A complete analysis of milk involves the determination of the water, the fat (the essential
constituent of the cream), the casein, milk-sugar, and ash.
The following is an outline of Professor Wanklyn’s neat and ingenious method of analysis:—
By means of an accurately graduated pipette, he first places 5 cubic centimetres of the milk in a small weighed platinum dish (about 14 grammes in weight) just previously ensuring the sample from which the milk is taken being thoroughly mixed.
The dish is then placed over a water-bath (the water in which must be kept vigorously boiling the whole time) for three hours, at the end of which time all the water having been driven off, there will remain in the dish a completely dried up residue.
The increase in weight between the empty dish and the residue, will give the weight of the ‘milk solids’ from 5 c.c. of milk. Of course, if this weight be multiplied by 20, the yield from 100 c.c. of milk will be obtained.

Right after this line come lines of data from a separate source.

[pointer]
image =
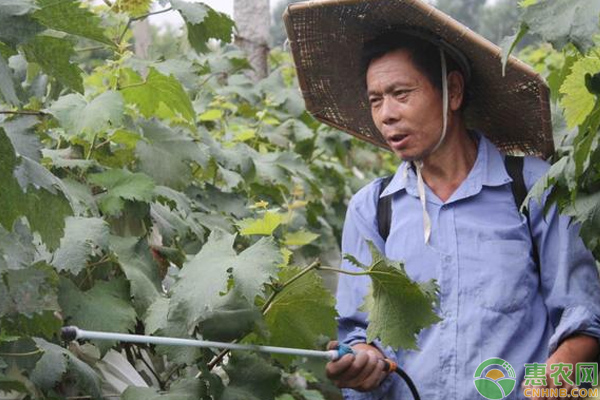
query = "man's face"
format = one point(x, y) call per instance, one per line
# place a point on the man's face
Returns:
point(405, 106)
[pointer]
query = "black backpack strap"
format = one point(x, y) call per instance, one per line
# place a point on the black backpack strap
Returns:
point(384, 209)
point(514, 167)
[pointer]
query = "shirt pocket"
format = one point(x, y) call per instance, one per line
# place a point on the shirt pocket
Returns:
point(505, 275)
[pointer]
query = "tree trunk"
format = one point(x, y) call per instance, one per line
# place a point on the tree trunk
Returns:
point(142, 38)
point(252, 18)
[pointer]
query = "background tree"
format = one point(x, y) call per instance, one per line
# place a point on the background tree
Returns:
point(253, 19)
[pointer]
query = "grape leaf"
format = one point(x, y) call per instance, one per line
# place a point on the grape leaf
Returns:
point(135, 8)
point(23, 137)
point(398, 307)
point(586, 210)
point(193, 13)
point(156, 90)
point(122, 185)
point(509, 43)
point(105, 307)
point(50, 367)
point(564, 21)
point(86, 378)
point(69, 16)
point(204, 23)
point(53, 56)
point(204, 280)
point(299, 238)
point(77, 116)
point(156, 315)
point(7, 85)
point(185, 389)
point(301, 312)
point(577, 101)
point(135, 258)
point(175, 148)
point(16, 248)
point(84, 237)
point(28, 291)
point(33, 204)
point(18, 29)
point(17, 7)
point(263, 226)
point(251, 377)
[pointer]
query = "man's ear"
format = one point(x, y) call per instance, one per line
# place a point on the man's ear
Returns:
point(456, 90)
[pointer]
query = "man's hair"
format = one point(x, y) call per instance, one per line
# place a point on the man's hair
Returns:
point(424, 54)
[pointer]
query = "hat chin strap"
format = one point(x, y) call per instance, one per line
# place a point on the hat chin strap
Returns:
point(419, 163)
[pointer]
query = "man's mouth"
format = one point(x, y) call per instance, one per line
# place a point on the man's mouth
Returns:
point(396, 139)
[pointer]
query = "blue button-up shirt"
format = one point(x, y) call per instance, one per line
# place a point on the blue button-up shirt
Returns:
point(493, 300)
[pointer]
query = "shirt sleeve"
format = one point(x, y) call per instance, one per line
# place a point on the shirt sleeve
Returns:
point(359, 226)
point(569, 276)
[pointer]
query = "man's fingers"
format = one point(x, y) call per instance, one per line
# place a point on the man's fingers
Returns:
point(377, 375)
point(335, 369)
point(360, 360)
point(366, 370)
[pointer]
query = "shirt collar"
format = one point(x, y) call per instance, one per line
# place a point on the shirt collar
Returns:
point(488, 170)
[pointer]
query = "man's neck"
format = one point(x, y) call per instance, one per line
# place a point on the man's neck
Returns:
point(445, 169)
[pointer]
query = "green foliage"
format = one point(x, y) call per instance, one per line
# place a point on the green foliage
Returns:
point(564, 21)
point(573, 181)
point(169, 196)
point(53, 56)
point(78, 116)
point(301, 313)
point(72, 17)
point(154, 91)
point(398, 307)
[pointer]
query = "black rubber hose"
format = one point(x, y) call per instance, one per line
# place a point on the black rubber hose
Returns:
point(409, 383)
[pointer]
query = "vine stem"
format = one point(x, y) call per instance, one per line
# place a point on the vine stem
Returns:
point(23, 112)
point(133, 19)
point(265, 308)
point(343, 271)
point(28, 354)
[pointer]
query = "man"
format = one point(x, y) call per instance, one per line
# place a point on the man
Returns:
point(454, 215)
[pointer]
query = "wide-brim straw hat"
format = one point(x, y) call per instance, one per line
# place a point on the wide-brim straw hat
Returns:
point(327, 37)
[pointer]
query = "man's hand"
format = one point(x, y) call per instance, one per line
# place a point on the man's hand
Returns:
point(363, 371)
point(574, 349)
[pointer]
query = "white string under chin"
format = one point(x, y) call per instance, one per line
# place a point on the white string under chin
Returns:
point(419, 163)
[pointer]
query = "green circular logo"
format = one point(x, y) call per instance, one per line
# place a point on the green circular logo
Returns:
point(495, 379)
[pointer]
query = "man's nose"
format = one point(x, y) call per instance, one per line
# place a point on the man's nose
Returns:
point(389, 111)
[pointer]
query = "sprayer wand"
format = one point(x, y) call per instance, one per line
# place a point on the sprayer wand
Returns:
point(70, 333)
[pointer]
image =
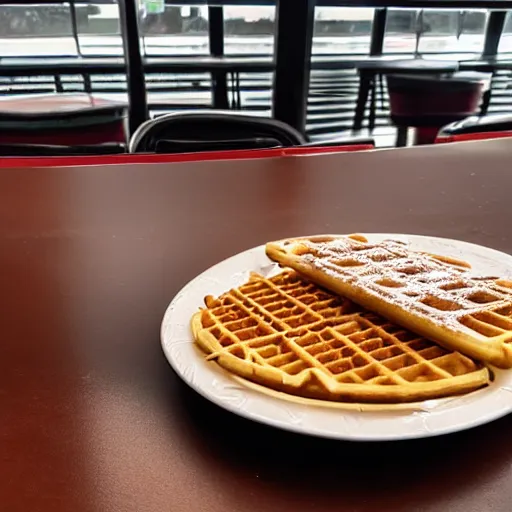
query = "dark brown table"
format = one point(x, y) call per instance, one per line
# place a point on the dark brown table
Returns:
point(92, 418)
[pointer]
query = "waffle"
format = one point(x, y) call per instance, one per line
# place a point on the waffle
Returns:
point(435, 296)
point(289, 335)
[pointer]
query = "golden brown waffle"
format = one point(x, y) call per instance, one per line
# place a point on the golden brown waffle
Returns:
point(292, 336)
point(435, 296)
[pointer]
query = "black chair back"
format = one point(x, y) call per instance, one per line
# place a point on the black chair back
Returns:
point(46, 150)
point(211, 131)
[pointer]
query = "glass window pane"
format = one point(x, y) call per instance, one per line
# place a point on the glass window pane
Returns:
point(400, 33)
point(342, 30)
point(505, 45)
point(99, 31)
point(36, 30)
point(430, 31)
point(249, 30)
point(448, 31)
point(179, 30)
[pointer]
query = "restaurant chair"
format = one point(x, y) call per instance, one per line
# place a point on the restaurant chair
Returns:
point(62, 119)
point(477, 128)
point(429, 103)
point(212, 130)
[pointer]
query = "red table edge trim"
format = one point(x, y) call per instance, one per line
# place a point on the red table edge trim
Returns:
point(70, 161)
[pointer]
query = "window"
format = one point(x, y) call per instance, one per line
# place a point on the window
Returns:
point(99, 30)
point(429, 31)
point(179, 30)
point(36, 30)
point(342, 30)
point(452, 31)
point(505, 45)
point(249, 30)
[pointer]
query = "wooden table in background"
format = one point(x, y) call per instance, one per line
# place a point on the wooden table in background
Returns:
point(92, 418)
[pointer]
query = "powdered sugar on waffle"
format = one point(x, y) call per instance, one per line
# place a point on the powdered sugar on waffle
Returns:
point(416, 282)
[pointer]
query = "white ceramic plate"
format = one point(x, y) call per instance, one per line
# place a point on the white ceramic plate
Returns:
point(429, 418)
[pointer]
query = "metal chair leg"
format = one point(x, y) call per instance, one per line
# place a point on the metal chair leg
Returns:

To reduce this to a percentage statement it is necessary to remember that 100 c.c. of average milk weigh 102·9 grammes. The next proceeding consists in the determination of the fat. This is done by treating the dried milk solids resulting from the 5 c.c. of milk with ether. There are several important minutiæ necessary to be observed in connection with this part of the process, for the particulars of which the reader is referred to Professor Wanklyn’s book. Suffice it to say, that if properly performed, the whole of the fat is dissolved by the ether, and being separated from the non-fatty portion of the residue is weighed and calculated as ‘fat.’
If, then, the amount found as fat be deducted from the whole of the milk solids previous to their treatment with ether, the ‘milk solids, not fat,’ will be arrived at. Professor Wanklyn estimates the casein[38] as follows:—He treats the milk solids, not fat, with hot alcohol, by which means he dissolves out from them, and removes the milk-sugar and the soluble chlorides. The remaining residue, consisting of casein and phosphate of sodium (chemically combined with the casein), is dried on a water-bath until it ceases to lose weight. It is then weighed along with the vessel containing it, and ignited. The combined weight of the vessel and phosphate of sodium remaining after ignition being deducted from the weight previous to ignition, the difference is the casein.
[38] Under the head “Casein” Prof Wanklyn includes the entire nitrogenous materials of milk.
Another and quicker method, recommended by Professor Wanklyn, for the determination of the casein, is to measure it by the amount of albuminoid ammonia it is capable of yielding when subjected to the ‘albuminoid ammonia process,’ invented by Messrs Wanklyn, Chapman, and Smith.